A second Worker bound to the queue. For each batch it decodes OTLP/JSON, splits by signal type, and fans out:

  • Traces become thin rows in D1.spans — trace id, span id, parent, name, duration, plus a handful of indexed attributes (prompt.id, user, repo, model, tool, cost). Everything else is discarded.
  • Metrics become Workers Analytics Engine writes, pre-aggregated to 1-minute buckets keyed by (org, user, repo, model, tool, status).
  • Logs become event rows in D1.events. Bodies are not stored.

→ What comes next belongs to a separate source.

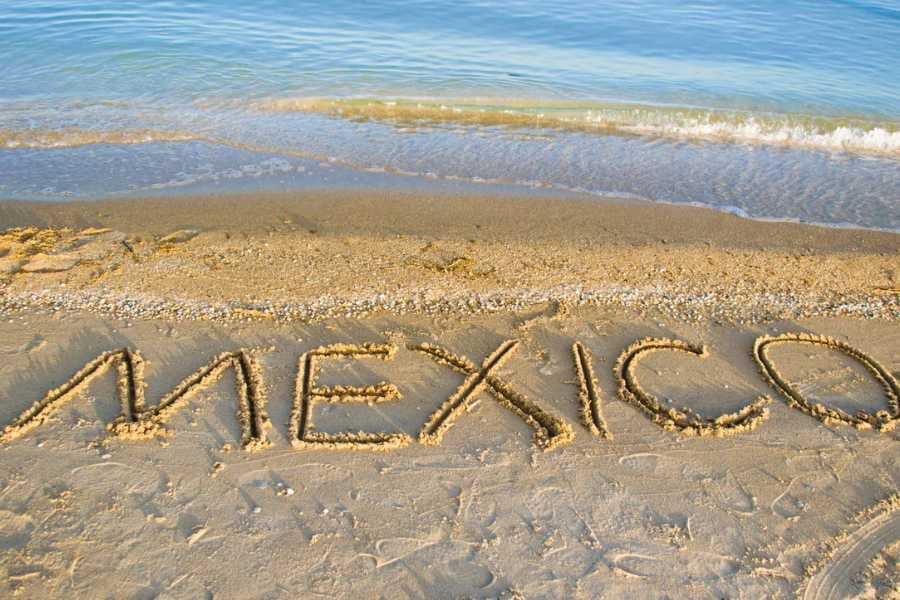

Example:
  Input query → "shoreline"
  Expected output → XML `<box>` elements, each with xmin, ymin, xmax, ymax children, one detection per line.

A dead-letter queue catches malformed payloads after three retries.

cron rollup worker

Every 15 minutes a Cron Worker runs WAE SQL queries against today + yesterday UTC and upserts the result into D1.rollups_daily. The dashboard reads from this table — never from WAE directly — so panel queries stay sub-100ms.

dashboard worker

app.metric-ai.nativekloud.com serves a React SPA from a Wrangler [assets] binding plus an /api/* Hono router. Every API request validates a Cloudflare Access JWT against the pinned AUD via JWKS. No Gatehouse, no homegrown auth — Access does the heavy lifting and we just verify the signature.

resources

ResourceBindingPurpose
D1 metric-ai-dbDBspans, events, rollups, prompt_summary
KV TOKENSTOKENSSHA-256 token → org_id lookup
Queue metric-ai-otlp-ingestINGEST_QUEUEingest → consumer fan-out
Analytics Engine metric_ai_metricsWAE1-min pre-aggregated metrics
Static assetsASSETSdashboard SPA
Cron */15 * * * *rollups

why this shape

  • Pre-aggregate at ingest. A 12-hour session is ~50k spans; we collapse it to ~200 WAE rows. Storage cost stays linear in dev-count, not span-count.
  • D1 only for thin metadata. The subagent-tree viewer needs span lineage; we don’t need the full attribute bag.
  • Daily roll-ups for dashboard reads. Panel queries hit a small table, not a span firehose.
  • Cloudflare-only. No cross-cloud egress, no third-party SaaS. EU residency is a region flip, not a re-architecture.